Are Remote Workers More Productive Than Traditional Office Workers?
Upwork’s 2018 Future Workforce Report found that remote work is becoming more common. According to the survey, 63% of companies have remote workers and that 5X that number of hiring managers expect more of their team to work remotely in the next 10 years.
New technologies such as video conference, cloud collaboration software, and chat tools--like Slack--have enhanced today’s work-from-home capabilities. Not only has this empowered workers, but it has also helped managers better measure the impact and results of those workers who work from home.
Yet, the debate of whether or not remote workers are more productive than traditional office workers remains. Reports on the topic vary, with some claiming that home workers are more productive, while others stating that office workers deliver the best results.
A Forbes article that looked at several research studies on the topic concluded that, “working from home can make a worker more productive, but that isn’t a guarantee. However, it’s safe to say that, according to studies, as long as the job is one that can be performed from home, most people are more productive when working from home, but that productivity is strongly subject to the policies put in place by the employer.”
Another factor that needs to be taken into account is personality; some people are more self-disciplined than others and are more capable of establishing routines that reduce home distractions. Others are more prone to miss the social element of work; being around others, surrounded by a constant buzz that motivates them to get work done. Then we also need to consider that not all remote workers choose to work from home, with some opting to work from a coffee shop or a coworking space.
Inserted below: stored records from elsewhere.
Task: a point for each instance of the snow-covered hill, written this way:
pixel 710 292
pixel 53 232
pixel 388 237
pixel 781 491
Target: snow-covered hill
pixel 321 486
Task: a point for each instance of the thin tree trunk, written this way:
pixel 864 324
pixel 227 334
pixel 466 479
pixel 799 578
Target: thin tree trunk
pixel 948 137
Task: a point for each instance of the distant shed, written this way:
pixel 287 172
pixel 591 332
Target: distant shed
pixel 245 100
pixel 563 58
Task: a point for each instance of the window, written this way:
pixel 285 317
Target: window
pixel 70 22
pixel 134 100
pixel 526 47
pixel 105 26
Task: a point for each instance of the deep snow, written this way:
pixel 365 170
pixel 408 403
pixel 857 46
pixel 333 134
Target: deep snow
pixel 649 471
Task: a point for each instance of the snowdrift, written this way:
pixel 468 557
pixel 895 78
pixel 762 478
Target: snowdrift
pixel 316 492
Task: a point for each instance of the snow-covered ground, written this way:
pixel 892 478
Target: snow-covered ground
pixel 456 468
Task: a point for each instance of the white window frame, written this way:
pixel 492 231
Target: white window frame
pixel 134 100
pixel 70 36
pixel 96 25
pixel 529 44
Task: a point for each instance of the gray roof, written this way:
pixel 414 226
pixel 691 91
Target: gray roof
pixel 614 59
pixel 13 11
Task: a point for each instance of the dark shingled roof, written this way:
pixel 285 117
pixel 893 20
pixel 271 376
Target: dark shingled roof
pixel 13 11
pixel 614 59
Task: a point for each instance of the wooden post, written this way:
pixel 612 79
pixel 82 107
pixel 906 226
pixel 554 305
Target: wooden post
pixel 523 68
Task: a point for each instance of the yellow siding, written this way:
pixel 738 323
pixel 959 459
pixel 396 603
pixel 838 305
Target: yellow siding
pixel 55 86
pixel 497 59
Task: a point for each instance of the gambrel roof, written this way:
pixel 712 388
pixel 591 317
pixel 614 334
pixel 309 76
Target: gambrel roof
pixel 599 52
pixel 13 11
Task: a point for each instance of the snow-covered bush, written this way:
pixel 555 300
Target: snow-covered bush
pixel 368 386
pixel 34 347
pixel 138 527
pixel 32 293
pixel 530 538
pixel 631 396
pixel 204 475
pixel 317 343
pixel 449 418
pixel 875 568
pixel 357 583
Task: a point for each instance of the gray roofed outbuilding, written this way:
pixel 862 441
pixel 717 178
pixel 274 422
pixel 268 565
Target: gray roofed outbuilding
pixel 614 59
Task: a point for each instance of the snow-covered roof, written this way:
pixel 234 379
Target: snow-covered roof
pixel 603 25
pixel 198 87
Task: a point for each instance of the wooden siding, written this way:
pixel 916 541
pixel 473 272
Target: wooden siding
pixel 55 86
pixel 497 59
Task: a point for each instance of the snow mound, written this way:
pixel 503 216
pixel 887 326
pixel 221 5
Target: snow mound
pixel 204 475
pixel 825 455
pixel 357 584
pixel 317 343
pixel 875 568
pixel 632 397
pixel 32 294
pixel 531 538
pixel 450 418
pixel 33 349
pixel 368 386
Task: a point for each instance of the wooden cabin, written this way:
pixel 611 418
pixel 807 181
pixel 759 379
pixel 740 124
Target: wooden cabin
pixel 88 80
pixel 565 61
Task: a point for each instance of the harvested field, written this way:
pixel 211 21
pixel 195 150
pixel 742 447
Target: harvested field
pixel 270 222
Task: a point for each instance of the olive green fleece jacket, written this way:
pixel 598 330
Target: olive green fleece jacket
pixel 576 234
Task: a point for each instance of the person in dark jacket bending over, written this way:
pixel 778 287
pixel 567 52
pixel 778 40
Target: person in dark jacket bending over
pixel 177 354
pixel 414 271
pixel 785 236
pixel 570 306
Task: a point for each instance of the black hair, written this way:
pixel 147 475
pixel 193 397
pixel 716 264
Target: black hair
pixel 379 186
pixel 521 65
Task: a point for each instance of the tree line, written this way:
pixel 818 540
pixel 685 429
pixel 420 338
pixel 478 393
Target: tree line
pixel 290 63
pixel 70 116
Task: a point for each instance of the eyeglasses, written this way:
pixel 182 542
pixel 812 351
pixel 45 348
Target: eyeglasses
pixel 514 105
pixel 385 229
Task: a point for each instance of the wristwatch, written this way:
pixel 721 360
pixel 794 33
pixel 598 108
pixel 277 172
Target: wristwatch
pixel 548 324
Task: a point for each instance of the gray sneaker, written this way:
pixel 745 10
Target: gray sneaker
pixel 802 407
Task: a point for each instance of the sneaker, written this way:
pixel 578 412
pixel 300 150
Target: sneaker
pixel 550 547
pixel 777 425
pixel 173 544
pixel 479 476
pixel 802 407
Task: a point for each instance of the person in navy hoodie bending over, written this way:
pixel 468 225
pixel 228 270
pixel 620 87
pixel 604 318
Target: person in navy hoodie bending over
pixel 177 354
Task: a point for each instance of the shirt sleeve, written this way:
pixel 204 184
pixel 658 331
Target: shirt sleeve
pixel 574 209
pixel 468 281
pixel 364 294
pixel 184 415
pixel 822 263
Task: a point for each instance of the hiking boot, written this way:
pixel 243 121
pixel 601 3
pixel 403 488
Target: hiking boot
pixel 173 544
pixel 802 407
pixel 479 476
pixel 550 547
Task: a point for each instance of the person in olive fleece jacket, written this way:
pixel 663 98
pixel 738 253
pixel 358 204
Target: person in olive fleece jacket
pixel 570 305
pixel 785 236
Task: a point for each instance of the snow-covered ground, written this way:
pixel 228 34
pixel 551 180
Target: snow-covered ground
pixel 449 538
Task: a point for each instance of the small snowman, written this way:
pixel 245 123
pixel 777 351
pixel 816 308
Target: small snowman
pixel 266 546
And then there’s also the fact that not all jobs can be done from home or from somewhere across the world. Certain jobs require for people and teams to meet face to face, to operate machinery, to deal with day to day activities that cannot be overseen from home.
In short, there is no clear-cut answer to whether or not remote workers are more productive than office workers. Moreover, the debate on remote work, however, shouldn’t only focus on productivity. Remote work policies give companies access to global talent and it can help reduce overhead costs, especially those associated with real estate.
So while productivity might be one way to measure the impact of remote work, companies and professionals should also have a more holistic view of the issue, taking into account the type of work, the personality of a person, the health benefits, and the organizational benefits.